Finance Minister Blaine Higgs says the provincial government is "re-evaluating" its $4-million investment in Atlantic Lottery Corp.’s online GeoSweep game and the company who pioneered it.
The finance minister said he is unsure if the provincial government wants to bet on the game any further.
"We're meeting in the coming weeks, looking at, is there a future in staying," Higgs told CBC News.
"Do we want to continue? Do we want to participate?"
ALC refuses to release sales figures for Geosweep. However, there have been 132 draws for a $250,000 jackpot. There has never been a winner in the contest.
The game allows players to buy squares of property from a mapped grid of Atlantic Canada for 25 cents each per day.
A computer randomly selects a square daily from 2.3 million in play and the jackpot goes to the owner.
So far no one has owned any of the 132 squares selected, making it likely that fewer than one per cent of the squares have been sold and are in play on average daily.
In Tuesday’s draw, the winning square encompassed a small stand of trees on the outskirts of St. John's. No one owned it or any of 2,000 squares around it. Still ALC says the game will prove itself.
Lindsay Shannon, a spokesperson with the Atlantic Lottery Corp., said in an email to CBC News that GeoSweep's parent company, Roboreus, is close to selling the game to other major lotteries.
If Roboreus is able to convince other lotteries to buy GeoSweep that will earn ALC, and the New Brunswick and Prince Edward Island governments, which invested $4 million each, royalties.

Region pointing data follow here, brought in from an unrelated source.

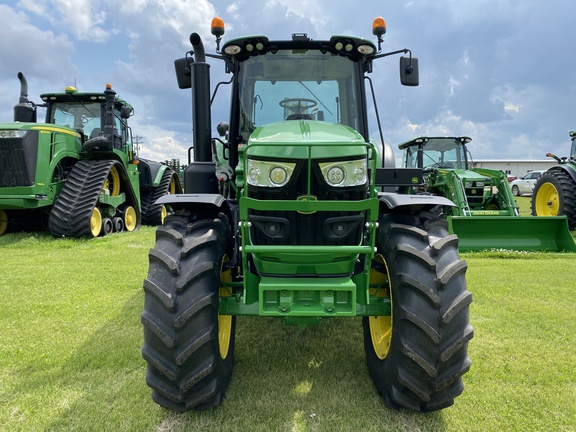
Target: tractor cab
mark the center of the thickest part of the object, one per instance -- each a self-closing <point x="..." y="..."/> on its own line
<point x="429" y="153"/>
<point x="85" y="112"/>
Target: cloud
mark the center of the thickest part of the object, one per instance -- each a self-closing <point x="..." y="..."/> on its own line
<point x="498" y="71"/>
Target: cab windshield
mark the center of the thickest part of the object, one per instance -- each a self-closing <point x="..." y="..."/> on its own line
<point x="84" y="117"/>
<point x="289" y="85"/>
<point x="437" y="153"/>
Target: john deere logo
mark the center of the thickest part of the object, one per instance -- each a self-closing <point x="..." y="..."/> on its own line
<point x="307" y="198"/>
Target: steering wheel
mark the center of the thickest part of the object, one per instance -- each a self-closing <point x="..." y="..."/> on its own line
<point x="298" y="105"/>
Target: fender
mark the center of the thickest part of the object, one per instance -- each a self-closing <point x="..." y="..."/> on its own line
<point x="568" y="168"/>
<point x="201" y="202"/>
<point x="413" y="202"/>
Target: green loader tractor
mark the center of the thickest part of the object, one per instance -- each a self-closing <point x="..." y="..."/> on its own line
<point x="293" y="212"/>
<point x="555" y="190"/>
<point x="76" y="174"/>
<point x="485" y="215"/>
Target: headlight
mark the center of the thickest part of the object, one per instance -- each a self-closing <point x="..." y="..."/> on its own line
<point x="12" y="133"/>
<point x="268" y="174"/>
<point x="345" y="173"/>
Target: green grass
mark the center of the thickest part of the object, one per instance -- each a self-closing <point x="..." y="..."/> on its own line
<point x="71" y="336"/>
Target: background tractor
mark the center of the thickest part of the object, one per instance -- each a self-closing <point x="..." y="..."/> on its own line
<point x="555" y="191"/>
<point x="77" y="173"/>
<point x="286" y="217"/>
<point x="485" y="214"/>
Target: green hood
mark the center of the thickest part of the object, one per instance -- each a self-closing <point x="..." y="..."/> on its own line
<point x="294" y="138"/>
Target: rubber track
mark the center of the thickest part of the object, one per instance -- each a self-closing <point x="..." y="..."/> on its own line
<point x="71" y="213"/>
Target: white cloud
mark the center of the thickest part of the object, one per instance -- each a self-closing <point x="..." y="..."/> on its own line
<point x="26" y="48"/>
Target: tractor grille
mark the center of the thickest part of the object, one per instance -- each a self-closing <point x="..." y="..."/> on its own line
<point x="18" y="158"/>
<point x="318" y="228"/>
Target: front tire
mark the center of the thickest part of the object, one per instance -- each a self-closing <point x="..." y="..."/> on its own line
<point x="555" y="195"/>
<point x="416" y="357"/>
<point x="188" y="346"/>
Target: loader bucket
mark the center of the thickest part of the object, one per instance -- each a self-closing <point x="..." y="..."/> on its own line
<point x="515" y="233"/>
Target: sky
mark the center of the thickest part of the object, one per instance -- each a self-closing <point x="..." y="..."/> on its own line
<point x="499" y="71"/>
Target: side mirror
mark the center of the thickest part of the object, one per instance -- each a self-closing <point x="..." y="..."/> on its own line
<point x="409" y="71"/>
<point x="182" y="67"/>
<point x="125" y="112"/>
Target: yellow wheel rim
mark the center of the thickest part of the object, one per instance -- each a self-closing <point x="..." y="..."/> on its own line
<point x="112" y="183"/>
<point x="547" y="200"/>
<point x="224" y="321"/>
<point x="380" y="326"/>
<point x="172" y="187"/>
<point x="95" y="222"/>
<point x="3" y="222"/>
<point x="130" y="218"/>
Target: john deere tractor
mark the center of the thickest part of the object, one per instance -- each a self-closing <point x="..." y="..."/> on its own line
<point x="485" y="215"/>
<point x="555" y="190"/>
<point x="293" y="212"/>
<point x="77" y="173"/>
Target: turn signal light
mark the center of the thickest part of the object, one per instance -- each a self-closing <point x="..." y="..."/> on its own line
<point x="378" y="26"/>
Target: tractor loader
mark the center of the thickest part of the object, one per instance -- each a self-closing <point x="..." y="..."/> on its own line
<point x="555" y="190"/>
<point x="293" y="212"/>
<point x="485" y="215"/>
<point x="77" y="174"/>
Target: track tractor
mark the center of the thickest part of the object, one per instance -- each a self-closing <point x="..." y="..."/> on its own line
<point x="293" y="212"/>
<point x="485" y="215"/>
<point x="76" y="174"/>
<point x="555" y="190"/>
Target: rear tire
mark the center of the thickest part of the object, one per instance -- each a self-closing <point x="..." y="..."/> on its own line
<point x="417" y="357"/>
<point x="555" y="195"/>
<point x="189" y="348"/>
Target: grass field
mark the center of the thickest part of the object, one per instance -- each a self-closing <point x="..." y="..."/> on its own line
<point x="71" y="336"/>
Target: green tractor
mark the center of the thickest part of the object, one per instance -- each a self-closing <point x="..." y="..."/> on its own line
<point x="290" y="216"/>
<point x="486" y="214"/>
<point x="77" y="174"/>
<point x="555" y="191"/>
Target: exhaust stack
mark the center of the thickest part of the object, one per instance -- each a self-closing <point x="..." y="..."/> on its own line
<point x="201" y="120"/>
<point x="24" y="111"/>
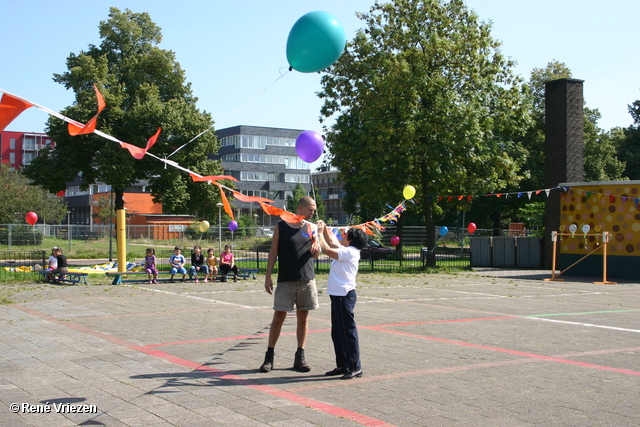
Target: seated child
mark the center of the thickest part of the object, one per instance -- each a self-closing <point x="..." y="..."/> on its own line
<point x="212" y="263"/>
<point x="198" y="264"/>
<point x="177" y="263"/>
<point x="150" y="265"/>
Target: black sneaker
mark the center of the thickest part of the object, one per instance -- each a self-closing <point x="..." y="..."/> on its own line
<point x="351" y="375"/>
<point x="337" y="371"/>
<point x="267" y="365"/>
<point x="299" y="363"/>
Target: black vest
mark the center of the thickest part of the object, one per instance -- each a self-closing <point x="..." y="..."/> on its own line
<point x="295" y="262"/>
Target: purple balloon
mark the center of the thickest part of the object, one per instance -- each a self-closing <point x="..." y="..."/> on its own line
<point x="309" y="146"/>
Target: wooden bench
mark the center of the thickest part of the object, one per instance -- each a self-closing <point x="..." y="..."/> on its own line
<point x="137" y="276"/>
<point x="72" y="278"/>
<point x="118" y="277"/>
<point x="243" y="273"/>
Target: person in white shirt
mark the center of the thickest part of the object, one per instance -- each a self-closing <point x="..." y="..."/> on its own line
<point x="341" y="288"/>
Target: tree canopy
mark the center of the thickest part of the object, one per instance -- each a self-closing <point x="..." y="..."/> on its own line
<point x="629" y="143"/>
<point x="144" y="88"/>
<point x="423" y="96"/>
<point x="19" y="196"/>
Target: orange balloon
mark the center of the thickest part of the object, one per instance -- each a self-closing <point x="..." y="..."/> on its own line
<point x="31" y="218"/>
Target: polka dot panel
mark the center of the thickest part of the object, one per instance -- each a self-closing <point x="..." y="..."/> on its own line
<point x="615" y="208"/>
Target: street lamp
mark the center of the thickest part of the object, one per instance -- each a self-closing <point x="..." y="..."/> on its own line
<point x="219" y="205"/>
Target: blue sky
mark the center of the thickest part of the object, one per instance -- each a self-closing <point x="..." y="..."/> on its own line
<point x="234" y="51"/>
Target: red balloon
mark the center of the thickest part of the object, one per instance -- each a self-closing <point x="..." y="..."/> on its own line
<point x="31" y="218"/>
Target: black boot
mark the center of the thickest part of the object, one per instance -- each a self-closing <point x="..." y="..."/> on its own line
<point x="267" y="365"/>
<point x="299" y="363"/>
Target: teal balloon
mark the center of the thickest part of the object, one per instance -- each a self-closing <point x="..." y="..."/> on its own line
<point x="315" y="42"/>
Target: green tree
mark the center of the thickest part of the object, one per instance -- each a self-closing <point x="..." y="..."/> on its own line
<point x="144" y="88"/>
<point x="629" y="143"/>
<point x="423" y="96"/>
<point x="103" y="209"/>
<point x="19" y="196"/>
<point x="601" y="161"/>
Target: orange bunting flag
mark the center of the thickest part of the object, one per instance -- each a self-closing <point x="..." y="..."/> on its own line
<point x="211" y="178"/>
<point x="364" y="228"/>
<point x="139" y="152"/>
<point x="285" y="215"/>
<point x="244" y="198"/>
<point x="225" y="202"/>
<point x="10" y="108"/>
<point x="90" y="127"/>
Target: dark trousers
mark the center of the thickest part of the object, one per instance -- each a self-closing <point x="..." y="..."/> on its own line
<point x="344" y="332"/>
<point x="225" y="268"/>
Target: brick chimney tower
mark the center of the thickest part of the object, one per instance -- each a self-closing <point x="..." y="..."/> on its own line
<point x="564" y="142"/>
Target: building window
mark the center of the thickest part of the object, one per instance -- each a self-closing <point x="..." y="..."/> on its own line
<point x="289" y="177"/>
<point x="27" y="158"/>
<point x="29" y="143"/>
<point x="253" y="176"/>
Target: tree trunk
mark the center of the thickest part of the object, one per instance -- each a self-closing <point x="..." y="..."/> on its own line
<point x="428" y="217"/>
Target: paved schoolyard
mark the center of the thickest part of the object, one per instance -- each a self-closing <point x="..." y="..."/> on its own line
<point x="489" y="348"/>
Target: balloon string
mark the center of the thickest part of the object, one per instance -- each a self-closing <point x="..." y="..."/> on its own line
<point x="228" y="114"/>
<point x="254" y="96"/>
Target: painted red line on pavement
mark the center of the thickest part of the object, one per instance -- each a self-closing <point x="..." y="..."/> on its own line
<point x="452" y="369"/>
<point x="514" y="352"/>
<point x="314" y="404"/>
<point x="324" y="407"/>
<point x="240" y="337"/>
<point x="444" y="321"/>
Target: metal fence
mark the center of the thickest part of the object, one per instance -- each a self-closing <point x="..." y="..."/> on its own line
<point x="21" y="264"/>
<point x="23" y="235"/>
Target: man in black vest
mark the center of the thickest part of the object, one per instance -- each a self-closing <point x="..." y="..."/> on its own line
<point x="294" y="246"/>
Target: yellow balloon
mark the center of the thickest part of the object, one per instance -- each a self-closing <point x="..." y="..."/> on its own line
<point x="408" y="192"/>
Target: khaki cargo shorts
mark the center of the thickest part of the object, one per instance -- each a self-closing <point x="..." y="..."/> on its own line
<point x="303" y="294"/>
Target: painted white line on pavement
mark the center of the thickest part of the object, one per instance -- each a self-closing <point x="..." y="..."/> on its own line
<point x="583" y="324"/>
<point x="189" y="296"/>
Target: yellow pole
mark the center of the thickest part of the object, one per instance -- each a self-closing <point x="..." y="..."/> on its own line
<point x="121" y="236"/>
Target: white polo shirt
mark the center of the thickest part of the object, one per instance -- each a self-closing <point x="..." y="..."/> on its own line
<point x="342" y="276"/>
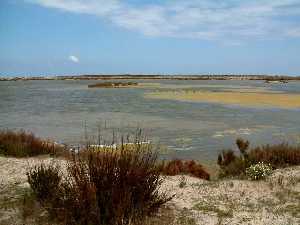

"Others are seeing what we saw — reaffirming that this was a solid investment for Atlantic Canada," said Shannon.
"GeoSweep was named one of the top three new lottery games worldwide by the World Lottery Association this September. Roboreus has signed a comprehensive agreement with GTECH — one of the leaders in the gaming industry — to market the game across the globe. Roboreus is also in late negotiations with other lottery jurisdictions in both North America and Europe."
The Liberals and New Democrats have criticized the provincial government’s investment in the GeoSweep game.
New Brunswick isn’t the only jurisdiction that has had difficulty selling the GeoSweep squares.
CBC News reported in July that GeoSweep has failed to take off in the U.K. In March, income from the game in the entire country was just 100 pounds a day, or roughly $160.